E' un tema abbastanza insolito, per la fiction italiana, quello di questo Il restauratore, nuova serie in dodici puntate (sei serate in tutto) diretta da Giorgio Capitani e Salvatore Basile. Il soprannaturale, infatti, è un terreno poco battuto dai prodotti televisivi nostrani, almeno limitatamente agli ultimi decenni: sono infatti lontani gli anni in cui sceneggiati come Il segno del comando e Ritratto di donna velata tenevano incollati allo schermo milioni di spettatori, mentre nel frattempo si è affermata, e consolidata, una concezione della fiction come prodotto standardizzato, con formule e generi ben collaudati e attento più alla confezione (e alla ricezione da parte di un pubblico generalista) che alla voglia di sperimentare e osare. Non va quindi sottovalutato il tentativo di questa miniserie di svecchiare un po' i temi della di una serialità italiana da troppi anni ingessata e incapace di offrire spunti davvero interessanti: nonostante la chiara derivazione d'oltreoceano (impossibile non pensare a un romanzo come La zona morta di Stephen King e ai suoi derivati cinematografici e televisivi) questa nuova fiction sembra cercare una via italiana al genere, che coniughi il tema della "luccicanza", termine più volte usato dagli stessi realizzatori, a generi più frequentati dalla nostra televisione come la commedia e il poliziesco, usando inoltre un protagonista, come Lando Buzzanca, capace di mostrare nell'occasione carisma e simpatia.
In effetti, il tema su cui da subito la storia si concentra è quello della "missione", che comporta di fatto una redenzione per le azioni del passato, che il protagonista è chiamato a compiere: Basilio, infatti, è un uomo segnato da un tragico evento risalente a vent'anni prima, quando cedette a un impulso di vendetta uccidendo due persone. Il passato, nonostante gli anni trascorsi in carcere, torna così a tormentare l'esistenza dell'uomo, esigendo una riparazione che vada oltre la pena espiata: dopo aver distrutto due vite (e aver compromesso la propria) il protagonista è chiamato ad evitare che altri seguano il suo stesso percorso, intervenendo nel corso degli eventi per modificarne il destino. Un compito che si va simbolicamente a sovrapporre alla sua nuova attività di restauratore, che lo chiama a rimettere in sesto, oltre agli oggetti del passato, l'anima e la vita (futura) delle persone che li hanno posseduti.
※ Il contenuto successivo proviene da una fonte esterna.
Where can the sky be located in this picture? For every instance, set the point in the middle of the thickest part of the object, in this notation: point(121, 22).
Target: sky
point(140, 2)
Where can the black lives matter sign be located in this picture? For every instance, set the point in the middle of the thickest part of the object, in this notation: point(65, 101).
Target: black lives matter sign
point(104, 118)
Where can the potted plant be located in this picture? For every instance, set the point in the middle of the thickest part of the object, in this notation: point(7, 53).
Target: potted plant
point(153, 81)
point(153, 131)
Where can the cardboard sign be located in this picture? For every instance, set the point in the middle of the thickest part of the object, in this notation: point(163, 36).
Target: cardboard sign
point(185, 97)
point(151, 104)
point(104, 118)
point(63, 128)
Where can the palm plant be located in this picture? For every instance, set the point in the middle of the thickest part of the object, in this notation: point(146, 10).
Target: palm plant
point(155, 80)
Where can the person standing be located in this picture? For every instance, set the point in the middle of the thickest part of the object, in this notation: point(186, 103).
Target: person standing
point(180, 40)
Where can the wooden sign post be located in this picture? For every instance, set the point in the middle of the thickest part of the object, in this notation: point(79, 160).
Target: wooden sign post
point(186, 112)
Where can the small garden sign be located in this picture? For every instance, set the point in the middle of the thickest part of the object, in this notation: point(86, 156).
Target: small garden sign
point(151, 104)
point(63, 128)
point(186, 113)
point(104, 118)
Una concezione quasi messianica, quindi, comunque rivelante una forte tensione verso concetti quali l'abnegazione e la messa in secondo piano delle proprie esigenze, una tendenza a una spiritualità laica messa in scena però con una leggerezza che punta a raggiungere in modo semplice e diretto il pubblico.
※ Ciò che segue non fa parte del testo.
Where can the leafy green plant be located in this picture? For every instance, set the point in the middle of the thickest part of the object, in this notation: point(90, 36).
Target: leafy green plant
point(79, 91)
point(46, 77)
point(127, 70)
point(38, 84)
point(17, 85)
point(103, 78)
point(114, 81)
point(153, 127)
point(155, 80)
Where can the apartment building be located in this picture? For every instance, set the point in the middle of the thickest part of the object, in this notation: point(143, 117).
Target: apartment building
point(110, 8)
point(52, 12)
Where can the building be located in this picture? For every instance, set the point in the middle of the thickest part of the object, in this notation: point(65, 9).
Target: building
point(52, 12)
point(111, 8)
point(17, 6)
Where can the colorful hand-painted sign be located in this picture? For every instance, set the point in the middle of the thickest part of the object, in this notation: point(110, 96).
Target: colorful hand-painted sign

La fiction mette in mostra da subito, oltre a sceneggiature costruite secondo un canovaccio abbastanza classico (quello di un'indagine di stampo poliziesco, con la variante delle visioni del protagonista a dare l'impulso iniziale) una certa cura nella confezione, con un'efficace fotografia che offre il suo meglio nell'interno della bottega in cui opera il protagonista, e una buona ricostruzione scenografica (gli esterni della capitale sono stati in gran parte ricreati in un teatro di posa di Belgrado). L'attenzione della regia agli oggetti, il minuzioso scrutarli nella loro forma esterna prima che il protagonista ne penetri col suo dono "l'anima" (come la storia da essi raccontata) si sovrappone a una messa in scena dal taglio abbastanza moderno, aiutata dall'esperienza ormai pluridecennale di un regista come Capitani. Lo stesso sviluppo, evidente già nei primi episodi, di una trama orizzontale a collegare le singole storie, offre spunti interessanti nel rapporto del protagonista con gli altri personaggi, specie con la sua datrice di lavoro interpretata da Martina Colombari, e col suo ex collega Maccari, a cui dà il volto Marco Falaguasta e con cui, fatalmente, Basilio incrocerà sovente la sua strada.
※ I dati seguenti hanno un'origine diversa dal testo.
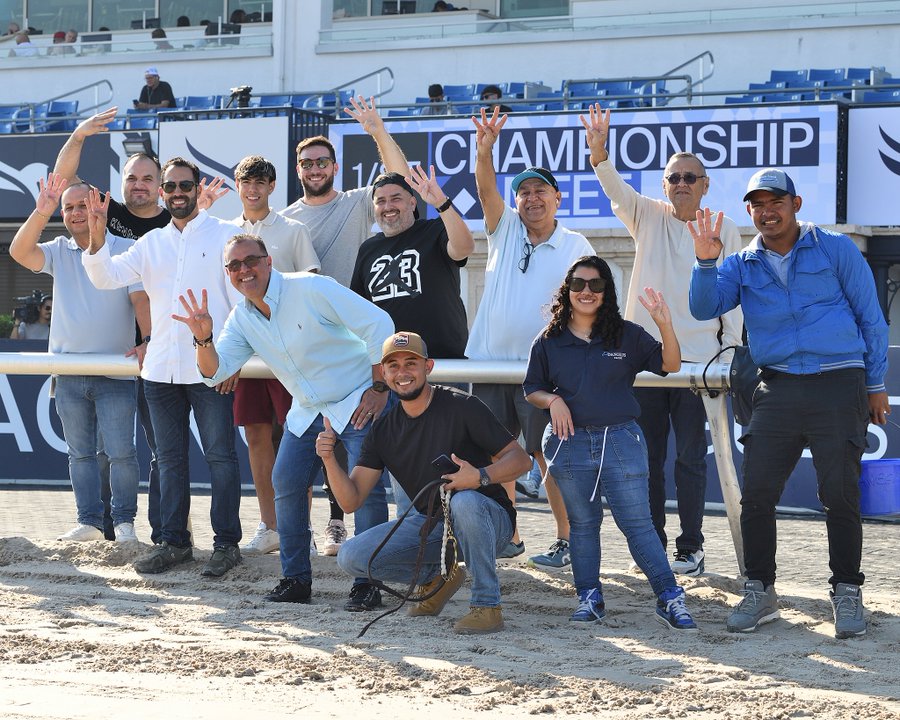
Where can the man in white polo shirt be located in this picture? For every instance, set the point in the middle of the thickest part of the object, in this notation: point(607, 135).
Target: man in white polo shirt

La presenza di citazioni cinefile nella serie (il secondo episodio contiene un omaggio abbastanza esplicito a Cantando sotto la pioggia) non disturba poi più di tanto, rivelando anzi nell'operazione un carattere più "colto" della media dei prodotti televisivi italiani. In un prodotto pur sempre destinato ad un pubblico generalista, si tratta di una sorpresa senz'altro gradevole.